A cloud-native approach to logs
Simplifying your application’s log emission process.
In Beyond the Twelve-Factor App, I present a new set of guidelines that builds on Heroku’s original 12 factors and reflects today’s best practices for building cloud-native applications. I have changed the order of some to indicate a deliberate sense of priority, and added factors such as telemetry, security, and the concept of “API first” that should be considerations for any application that will be running in the cloud. These new 15-factor guidelines are:
- One codebase, one application
- API first
- Dependency management
- Design, build, release, and run
- Configuration, credentials, and code
- Logs
- Disposability
- Backing services
- Environment parity
- Administrative processes
- Port binding
- Stateless processes
- Concurrency
- Telemetry
- Authentication and authorization
Logs (the 11th of the original 12 factors) should be treated as event streams, that is, logs are a sequence of events emitted from an application in time-ordered sequence. The key point about dealing with logs in a cloud-native fashion is, as the original 12 factors indicate, a truly cloud-native application never concerns itself with routing or storage of its output stream.
Sometimes this concept takes a little bit of getting used to. Application developers, especially those working in large enterprises, are often accustomed to rigidly controlling the shape and destination of their logs. Configuration files or config-related code set up the location on disk where the log files go, log rotation and rollover policies to deal with log file size and countless other minutiae.

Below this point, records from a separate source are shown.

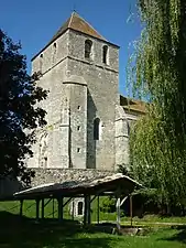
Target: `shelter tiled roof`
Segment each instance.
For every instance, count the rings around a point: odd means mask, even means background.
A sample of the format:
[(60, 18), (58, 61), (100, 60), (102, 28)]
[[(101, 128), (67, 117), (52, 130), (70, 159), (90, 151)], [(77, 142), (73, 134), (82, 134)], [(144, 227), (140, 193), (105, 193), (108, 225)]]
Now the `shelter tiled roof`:
[(110, 176), (103, 176), (95, 180), (85, 181), (67, 181), (63, 183), (47, 183), (23, 190), (14, 193), (15, 198), (35, 198), (46, 197), (50, 195), (63, 195), (63, 196), (77, 196), (79, 194), (101, 195), (106, 192), (117, 192), (117, 188), (121, 188), (122, 194), (131, 193), (135, 186), (142, 186), (131, 177), (121, 173), (112, 174)]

Cloud applications can make no assumptions about the file system on which they run, other than the fact that it is ephemeral. A cloud-native application writes all of its log entries to stdout and stderr. This might scare a lot of people, fearing the loss of control that this implies.

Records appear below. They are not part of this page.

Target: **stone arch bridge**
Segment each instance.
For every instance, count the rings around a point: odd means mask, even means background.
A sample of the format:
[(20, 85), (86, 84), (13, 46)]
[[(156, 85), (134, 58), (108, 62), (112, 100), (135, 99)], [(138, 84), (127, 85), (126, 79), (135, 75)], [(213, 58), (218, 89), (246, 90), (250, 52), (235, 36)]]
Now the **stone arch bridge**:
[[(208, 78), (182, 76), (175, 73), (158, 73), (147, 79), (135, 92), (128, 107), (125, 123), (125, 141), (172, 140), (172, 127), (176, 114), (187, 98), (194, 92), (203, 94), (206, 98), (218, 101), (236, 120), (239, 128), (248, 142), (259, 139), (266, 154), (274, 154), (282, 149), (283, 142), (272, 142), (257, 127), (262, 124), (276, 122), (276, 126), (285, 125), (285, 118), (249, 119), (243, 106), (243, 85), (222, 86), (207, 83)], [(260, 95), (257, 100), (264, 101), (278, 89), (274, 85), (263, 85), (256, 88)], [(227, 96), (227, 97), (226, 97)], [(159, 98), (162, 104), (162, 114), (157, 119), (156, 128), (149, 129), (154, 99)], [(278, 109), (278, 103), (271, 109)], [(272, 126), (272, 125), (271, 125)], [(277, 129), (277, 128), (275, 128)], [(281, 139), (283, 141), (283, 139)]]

You should consider the aggregation, processing, and storage of logs as a nonfunctional requirement that is satisfied not by your application, but by your cloud provider or some other tool suite running in cooperation with your platform. You can use tools like the ELK stack (ElasticSearch, Logstash, and Kibana), Splunk, Sumologic, or any number of other tools to capture and analyze your log emissions.

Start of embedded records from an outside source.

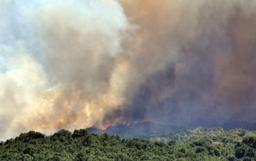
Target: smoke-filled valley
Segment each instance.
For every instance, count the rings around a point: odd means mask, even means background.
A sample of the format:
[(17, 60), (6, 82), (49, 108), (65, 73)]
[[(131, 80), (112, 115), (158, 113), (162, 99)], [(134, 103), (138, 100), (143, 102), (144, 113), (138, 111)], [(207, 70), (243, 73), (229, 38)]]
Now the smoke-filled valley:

Embracing the notion that your application has less work to do in the cloud than it does in the enterprise can be a liberating experience.
When your applications are decoupled from the knowledge of log storage, processing, and analysis, your code becomes simpler, and you can rely on industry-standard tools and stacks to deal with logs. Moreover, if you need to change the way in which you store and process logs, you can do so without modifying the application.
One of the many reasons your application should not be controlling the ultimate destiny of its logs is due to elastic scalability. When you have a fixed number of instances on a fixed number of servers, storing logs on disk seems to make sense. However, when your application can dynamically go from 1 running instance to 100, and you have no idea where those instances are running, you need your cloud provider to deal with aggregating those logs on your behalf.
Simplifying your application’s log emission process allows you to reduce your codebase and focus more on your application’s core business value.